Como se apreciará al leer estas líneas, el sueño de la patria grande sanmartiniana fue sepultado bajo miles de toneladas de carne vacuna y cereales que generaron riquezas ingentes para un puñado de especuladores.
Estos, con su política de “tirar manteca al techo”y su estrechez de miras, imprimirían al país un corset limitado a su economía que a la larga sería fatal: “El importante excedente generado por la renta diferencial de la tierra en el mercado internacional no se destinó, sin embargo, como podría presumirse que hubiera ocurrido, a una fuerte inversión en el desarrollo industrial del país. La idea de que la independencia nacional dependía, en el moderno mundo capitalista, de un fuerte desarrollo industrial y de un mercado de capitales propio, fue siempre ajena a la ideología de los terratenientes argentinos, para quienes el buen pasar histórico que les había tocado en gracia era un hecho casi natural y eterno”. (Angel Jozami, obra citada).

El tren equivocado

El final de este derroche ingente, precipitó la decadencia argentina: “Hacia fines del siglo XIX, Inglaterra enfrentaba una dura disputa. En el orden interno, los trabajadores organizados en sindicatos reclamaban mejores condiciones de vida y las empresas necesitaban mantener sus márgenes de utilidad para reinvertir y acompañar la reconversión industrial hacia un perfil productivo con elevados costos de instalación. La solución fue abaratar el costo de la alimentación en Inglaterra, con lo cual indirectamente se aumentaban los salarios, pero sin perjudicar la ganancia empresaria. Los ingleses invirtieron en el ferrocarril, electricidad, gas, teléfonos, el primer subterráneo de América Latina, los puertos y los frigoríficos. Se extendió la frontera agrícola, la campaña del desierto incorporó las más valiosas extensiones de la pampa húmeda. Sin embargo, a diferencia de los EE.UU, la agricultura y la ganadería no crecieron como subsidiarias del desarrollo industrial interno, sino como un subsidio implícito al consumo de los ingleses y como instrumento funcional a su industria. Nos subimos al tren del progreso, pero asociándonos a quienes iban a perder.
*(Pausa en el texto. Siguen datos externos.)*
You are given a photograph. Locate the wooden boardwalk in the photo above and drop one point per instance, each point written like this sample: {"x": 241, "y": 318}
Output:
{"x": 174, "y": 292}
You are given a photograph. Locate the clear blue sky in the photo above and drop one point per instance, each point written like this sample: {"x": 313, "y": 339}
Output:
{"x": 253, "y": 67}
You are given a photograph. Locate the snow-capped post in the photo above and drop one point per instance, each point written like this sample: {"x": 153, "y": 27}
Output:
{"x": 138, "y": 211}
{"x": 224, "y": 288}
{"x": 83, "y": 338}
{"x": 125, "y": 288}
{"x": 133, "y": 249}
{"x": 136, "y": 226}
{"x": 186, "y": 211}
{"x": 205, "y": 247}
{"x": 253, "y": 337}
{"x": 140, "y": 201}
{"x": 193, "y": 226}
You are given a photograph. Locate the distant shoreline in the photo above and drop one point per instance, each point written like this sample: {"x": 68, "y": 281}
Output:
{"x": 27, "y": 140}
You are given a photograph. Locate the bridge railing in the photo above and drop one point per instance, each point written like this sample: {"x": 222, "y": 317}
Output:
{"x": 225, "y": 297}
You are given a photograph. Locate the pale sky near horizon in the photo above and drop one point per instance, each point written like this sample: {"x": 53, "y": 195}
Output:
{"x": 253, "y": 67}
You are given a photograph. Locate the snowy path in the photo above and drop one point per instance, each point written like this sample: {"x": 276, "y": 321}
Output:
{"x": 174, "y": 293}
EN 1937, al declararse la inconvertibilidad de la libra esterlina, comprendimos que el tren nos había conducido a una vía muerta y nos había alejado de nuestro destino”. (Oscar Tangelson, Revolución tecnológica y empleo, Buenos Aires, 1988).
Ahora, en este día tan particular, sería muy acertado que la clase dirigente política y empresaria, en vez de lucir escarapelas y tremolar banderitas, tenga muy en cuenta los errores del pasado para que Argentina jamás vuelva a ser la rebosante granja de nadie.